THE ARTIST is a new miniseries that has its premiere on Thursday, November 27, on the new and free streaming platform thenetwork.stream. Created, written and directed by Aram Rappaport (who also founded thenetwork.stream), THE ARTIST combines historical figures and fictional characters in the first decade of the twentieth century. We know at the outset that wealthy Norman Henry, played by Mandy Patinkin, is murdered at a party in his upstate New York mansion. The story, shown largely in flashback, is narrated by Henry’s aggrieved wife Marian (Janet McTeer). Their social circle includes the inventor Thomas Edison (Hank Azaria), the French painter Edgar Degas (Danny Huston), and young celebrity Evelyn Nesbit (Ever Anderson), whose jealous husband (Clark Gregg) has just publicly shot and killed Evelyn’s ex.

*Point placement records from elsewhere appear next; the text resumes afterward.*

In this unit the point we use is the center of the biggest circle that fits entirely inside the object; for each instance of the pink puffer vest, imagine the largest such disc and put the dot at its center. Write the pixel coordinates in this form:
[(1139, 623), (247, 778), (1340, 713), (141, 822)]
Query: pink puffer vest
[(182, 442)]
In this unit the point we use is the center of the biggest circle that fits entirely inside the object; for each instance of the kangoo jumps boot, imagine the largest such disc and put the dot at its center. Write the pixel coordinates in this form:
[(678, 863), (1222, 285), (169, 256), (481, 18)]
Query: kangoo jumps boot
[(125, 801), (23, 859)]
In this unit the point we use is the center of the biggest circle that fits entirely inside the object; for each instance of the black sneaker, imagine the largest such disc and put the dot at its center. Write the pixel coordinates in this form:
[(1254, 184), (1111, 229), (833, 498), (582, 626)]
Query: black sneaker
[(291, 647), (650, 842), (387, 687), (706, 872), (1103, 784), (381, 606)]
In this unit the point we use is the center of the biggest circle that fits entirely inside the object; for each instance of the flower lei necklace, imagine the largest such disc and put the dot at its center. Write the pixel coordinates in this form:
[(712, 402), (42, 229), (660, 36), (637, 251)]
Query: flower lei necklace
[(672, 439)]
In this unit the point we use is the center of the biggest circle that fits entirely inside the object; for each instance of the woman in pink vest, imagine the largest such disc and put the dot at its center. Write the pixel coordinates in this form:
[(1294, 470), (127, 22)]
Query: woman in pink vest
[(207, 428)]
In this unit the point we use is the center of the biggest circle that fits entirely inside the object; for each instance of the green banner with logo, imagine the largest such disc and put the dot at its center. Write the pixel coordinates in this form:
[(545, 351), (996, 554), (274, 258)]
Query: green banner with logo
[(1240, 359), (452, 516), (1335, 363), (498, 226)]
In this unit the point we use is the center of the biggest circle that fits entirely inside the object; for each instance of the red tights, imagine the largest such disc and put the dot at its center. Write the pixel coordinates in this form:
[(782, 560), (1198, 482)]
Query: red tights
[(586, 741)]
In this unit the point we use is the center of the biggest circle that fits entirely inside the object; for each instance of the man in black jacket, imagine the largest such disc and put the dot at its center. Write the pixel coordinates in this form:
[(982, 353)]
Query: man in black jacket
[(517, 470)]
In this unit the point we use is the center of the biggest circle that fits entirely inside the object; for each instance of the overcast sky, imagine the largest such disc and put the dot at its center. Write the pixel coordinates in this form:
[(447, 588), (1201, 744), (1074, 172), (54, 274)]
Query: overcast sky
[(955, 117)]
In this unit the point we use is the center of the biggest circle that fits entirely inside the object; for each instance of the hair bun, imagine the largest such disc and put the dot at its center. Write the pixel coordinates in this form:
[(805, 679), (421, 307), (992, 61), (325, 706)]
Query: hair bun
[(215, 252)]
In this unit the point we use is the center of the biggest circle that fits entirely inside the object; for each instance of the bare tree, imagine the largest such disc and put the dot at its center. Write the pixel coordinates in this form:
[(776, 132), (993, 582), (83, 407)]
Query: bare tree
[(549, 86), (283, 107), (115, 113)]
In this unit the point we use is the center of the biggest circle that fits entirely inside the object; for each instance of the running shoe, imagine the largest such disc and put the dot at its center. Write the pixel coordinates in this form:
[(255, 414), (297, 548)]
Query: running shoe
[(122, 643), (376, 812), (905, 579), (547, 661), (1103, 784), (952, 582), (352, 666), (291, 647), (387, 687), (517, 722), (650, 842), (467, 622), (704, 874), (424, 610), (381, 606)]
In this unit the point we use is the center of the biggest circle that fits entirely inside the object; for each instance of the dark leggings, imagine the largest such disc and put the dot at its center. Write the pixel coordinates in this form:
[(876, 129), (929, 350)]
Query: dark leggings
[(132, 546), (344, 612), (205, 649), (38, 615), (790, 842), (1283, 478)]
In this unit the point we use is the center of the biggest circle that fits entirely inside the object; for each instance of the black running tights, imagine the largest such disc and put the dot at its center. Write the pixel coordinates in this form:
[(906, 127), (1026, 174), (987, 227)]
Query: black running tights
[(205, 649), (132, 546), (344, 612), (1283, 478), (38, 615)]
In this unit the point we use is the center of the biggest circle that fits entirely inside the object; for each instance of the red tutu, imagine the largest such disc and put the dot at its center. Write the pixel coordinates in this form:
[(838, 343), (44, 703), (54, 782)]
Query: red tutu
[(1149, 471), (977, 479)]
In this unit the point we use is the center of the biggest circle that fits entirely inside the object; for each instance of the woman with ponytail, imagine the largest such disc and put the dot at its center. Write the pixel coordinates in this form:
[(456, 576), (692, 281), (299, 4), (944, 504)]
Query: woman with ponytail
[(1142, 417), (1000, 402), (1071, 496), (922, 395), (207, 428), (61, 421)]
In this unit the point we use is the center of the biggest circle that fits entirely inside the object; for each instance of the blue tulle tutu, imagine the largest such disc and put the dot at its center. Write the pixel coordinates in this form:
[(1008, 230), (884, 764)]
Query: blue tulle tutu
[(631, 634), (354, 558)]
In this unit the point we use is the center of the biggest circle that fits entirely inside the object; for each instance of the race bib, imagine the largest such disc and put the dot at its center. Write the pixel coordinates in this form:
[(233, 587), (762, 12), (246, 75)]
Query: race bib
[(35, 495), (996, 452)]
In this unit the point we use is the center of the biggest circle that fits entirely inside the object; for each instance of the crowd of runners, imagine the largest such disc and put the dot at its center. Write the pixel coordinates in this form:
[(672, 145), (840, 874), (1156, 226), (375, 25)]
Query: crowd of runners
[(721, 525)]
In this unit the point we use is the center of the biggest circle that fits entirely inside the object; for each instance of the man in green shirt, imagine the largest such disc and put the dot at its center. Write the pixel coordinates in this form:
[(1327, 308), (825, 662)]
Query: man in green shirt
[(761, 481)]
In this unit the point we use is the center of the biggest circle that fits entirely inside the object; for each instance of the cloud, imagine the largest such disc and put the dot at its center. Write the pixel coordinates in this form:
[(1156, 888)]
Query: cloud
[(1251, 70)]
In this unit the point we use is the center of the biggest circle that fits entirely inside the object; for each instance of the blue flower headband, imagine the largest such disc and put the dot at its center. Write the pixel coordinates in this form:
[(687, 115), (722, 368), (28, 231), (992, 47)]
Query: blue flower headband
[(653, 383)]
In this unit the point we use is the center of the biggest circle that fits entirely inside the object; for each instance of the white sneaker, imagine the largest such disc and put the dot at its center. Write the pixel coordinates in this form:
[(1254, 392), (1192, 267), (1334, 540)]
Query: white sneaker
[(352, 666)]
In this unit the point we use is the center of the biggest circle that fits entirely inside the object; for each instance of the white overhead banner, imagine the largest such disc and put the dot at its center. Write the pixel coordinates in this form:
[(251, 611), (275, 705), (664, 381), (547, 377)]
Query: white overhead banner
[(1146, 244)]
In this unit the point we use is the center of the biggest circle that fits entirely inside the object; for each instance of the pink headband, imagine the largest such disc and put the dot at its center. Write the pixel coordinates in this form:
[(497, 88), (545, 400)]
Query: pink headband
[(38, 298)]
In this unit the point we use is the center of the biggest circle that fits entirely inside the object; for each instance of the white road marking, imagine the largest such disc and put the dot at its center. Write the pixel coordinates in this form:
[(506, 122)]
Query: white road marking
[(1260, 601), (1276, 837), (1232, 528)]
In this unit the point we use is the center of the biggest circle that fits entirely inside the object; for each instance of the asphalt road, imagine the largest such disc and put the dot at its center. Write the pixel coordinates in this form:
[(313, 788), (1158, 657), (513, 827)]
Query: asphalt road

Patinkin won an Emmy for his lead performance on the medical drama CHICAGO HOPE and was nominated for four out of the eight years he spent on HOMELAND. On the big screen, Patinkin has starred in RAGTIME, DANIEL, ALIEN NATION and, perhaps most indelibly, THE PRINCESS BRIDE (“My name is Inigo Montoya. You killed my father. Prepare to die”).
On Broadway, Patinkin is a famed musical performer, a Tony winner for playing Che Guevara in EVITA, nominated twice more for SUNDAY IN THE PARK WITH GEORGE and THE WILD PARTY, and the star of many “in concert” shows, including one with fellow THE ARTIST performer Patti LuPone.
When Patinkin gets on a Zoom call the talk about THE ARTIST, it sounds like nothing could make him happier than discussing the project – except maybe for his experience of making it.
Asked what initially appealed to him about THE ARTIST, Patinkin explains that when the scripts for the first two episodes were sent to him, “I didn’t understand them. Then my manager Iris [Grossman] sent me a note from Aram Rappaport, explaining to me that it was a Russian comedy that had to be played not for comedy, but for reality. And then I reread everything and I went, ‘Oh, wow, now I get this thing. This is really interesting.’ It was really out of the box and something that I found very unusual.”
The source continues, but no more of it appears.